Three jurors in each case were instrumental in the verdicts returned in the cases: an all-white racially biased jury in Thomas’ case and a racially diverse and unbiased jury in the Cruz case.

The question that stirs debate in both the anti-death penalty and pro-death penalty communities is whether justice was served by either verdict.

What is “justice” actually?

The Sixth Century codification of Roman law, the Institutes of Justinian, defined justice as “the constant and perpetual will to render to each his due.”

Extrapolating on this definition, the Stanford Encyclopedia of Philosophy added in 2021 that, “Justice is the opposite of arbitrariness.”

There will be punishment and suffering enough for both Thomas and Cruz for the rest of their imprisoned lives.

Given its longstanding affinity for the death penalty in the post-Furman era, the State of Texas will more likely than not execute Thomas with a fatal dose of pentobarbital in the Huntsville prison death chamber.

And given that the American life expectancy is 78 years for a male and that prison shortens that expectancy by four to five years, Cruz will spend roughly 50 years in the Florida prison system—the third largest in the nation—which has been described as the “worst prison system in the nation.”

And even if Thomas is spared execution, he will spend roughly 35 more years in the Texas prison system before death frees him from that system,  given his current age of 39.

Without sight and facing a lifetime of forced psychotropic medication, probably administered in some institutional “psych unit,” it could reasonably be argued that a single fatal dose of pentobarbital would be a more humane outcome for Thomas’ than a lifetime of imprisonment.

Before the 1972 Furman v.
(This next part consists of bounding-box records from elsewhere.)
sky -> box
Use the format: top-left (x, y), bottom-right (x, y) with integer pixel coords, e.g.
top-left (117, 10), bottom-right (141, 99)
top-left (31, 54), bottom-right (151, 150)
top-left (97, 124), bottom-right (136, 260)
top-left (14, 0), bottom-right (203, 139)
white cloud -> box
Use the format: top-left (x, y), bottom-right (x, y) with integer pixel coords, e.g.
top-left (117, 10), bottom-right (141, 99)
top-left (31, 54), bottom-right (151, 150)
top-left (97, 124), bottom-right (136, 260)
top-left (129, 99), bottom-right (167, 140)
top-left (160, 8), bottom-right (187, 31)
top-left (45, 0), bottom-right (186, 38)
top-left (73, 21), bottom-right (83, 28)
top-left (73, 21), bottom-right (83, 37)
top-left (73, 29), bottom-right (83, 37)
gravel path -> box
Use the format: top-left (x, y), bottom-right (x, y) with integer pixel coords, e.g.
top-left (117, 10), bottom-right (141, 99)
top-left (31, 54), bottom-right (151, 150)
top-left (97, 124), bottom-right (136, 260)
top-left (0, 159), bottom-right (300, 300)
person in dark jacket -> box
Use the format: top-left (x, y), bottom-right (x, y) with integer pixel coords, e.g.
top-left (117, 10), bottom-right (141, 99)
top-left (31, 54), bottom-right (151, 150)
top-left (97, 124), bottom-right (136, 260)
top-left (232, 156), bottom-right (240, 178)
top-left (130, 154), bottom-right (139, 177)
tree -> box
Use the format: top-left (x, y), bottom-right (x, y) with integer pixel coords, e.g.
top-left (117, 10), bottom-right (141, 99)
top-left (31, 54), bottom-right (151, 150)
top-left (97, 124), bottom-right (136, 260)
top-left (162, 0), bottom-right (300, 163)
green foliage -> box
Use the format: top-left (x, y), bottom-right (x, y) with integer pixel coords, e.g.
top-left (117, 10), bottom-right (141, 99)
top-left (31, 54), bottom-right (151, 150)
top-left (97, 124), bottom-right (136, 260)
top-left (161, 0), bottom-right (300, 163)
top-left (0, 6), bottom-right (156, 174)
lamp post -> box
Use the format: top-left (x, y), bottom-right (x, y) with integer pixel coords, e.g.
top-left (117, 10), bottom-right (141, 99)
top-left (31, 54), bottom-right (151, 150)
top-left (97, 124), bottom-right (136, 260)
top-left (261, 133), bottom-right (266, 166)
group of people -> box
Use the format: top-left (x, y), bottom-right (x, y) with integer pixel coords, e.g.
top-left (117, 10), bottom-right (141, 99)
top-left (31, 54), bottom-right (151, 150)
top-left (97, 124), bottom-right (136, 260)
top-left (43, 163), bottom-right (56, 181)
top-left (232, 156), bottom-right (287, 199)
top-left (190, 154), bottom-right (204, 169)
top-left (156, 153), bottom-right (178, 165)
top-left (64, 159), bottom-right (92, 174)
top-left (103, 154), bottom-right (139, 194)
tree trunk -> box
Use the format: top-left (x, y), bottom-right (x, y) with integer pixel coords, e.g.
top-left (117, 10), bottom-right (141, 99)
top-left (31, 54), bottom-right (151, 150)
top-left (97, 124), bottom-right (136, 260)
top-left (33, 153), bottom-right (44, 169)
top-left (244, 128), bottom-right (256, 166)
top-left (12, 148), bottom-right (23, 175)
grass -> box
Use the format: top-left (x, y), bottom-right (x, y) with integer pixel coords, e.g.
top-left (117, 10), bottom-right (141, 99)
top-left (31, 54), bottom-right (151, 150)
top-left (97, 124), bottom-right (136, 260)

Georgia decision, only two states (Maine and North Dakota) had what could best be described as “natural life sentences” but even those sentences could be commuted to fixed terms of years with parole eligibility.

In direct response to Furman, legislatures in three states (Louisiana, Alabama and Illinois) enacted specific life without parole (LWOP) sentences. Two dozen other states would follow suit throughout the 1970s and 1980s. Texas created its LWOP sentence in 2005.

While the executive power to commute sentences, even LWOP, is unfettered, there is absolutely no chance that any Florida governor would commute any of the multiple life sentences Nikolas Cruz will receive.

man in dark tie

Billy Sinclair

The families of Cruz’s victims, outraged that he did not receive the death penalty have not been cheated by the scales of justice. LWOP in any American prison, especially a maximum security prison in Florida, is a worse punishment than death.

Still, the unanswered question hangs in both the Andre Thomas and Nikolas Cruz cases: have the interests of justice been served by the fate the State has imposed on each of them?

There’s no good answer to that question.

Billy Sinclair spent 40 years in the Louisiana prison system, six of which were on death row. He is a published author, an award-winning journalist (a George Polk Award recipient), and the co-host with his wife Jodie of the criminal justice podcast, “Justice Delayed.”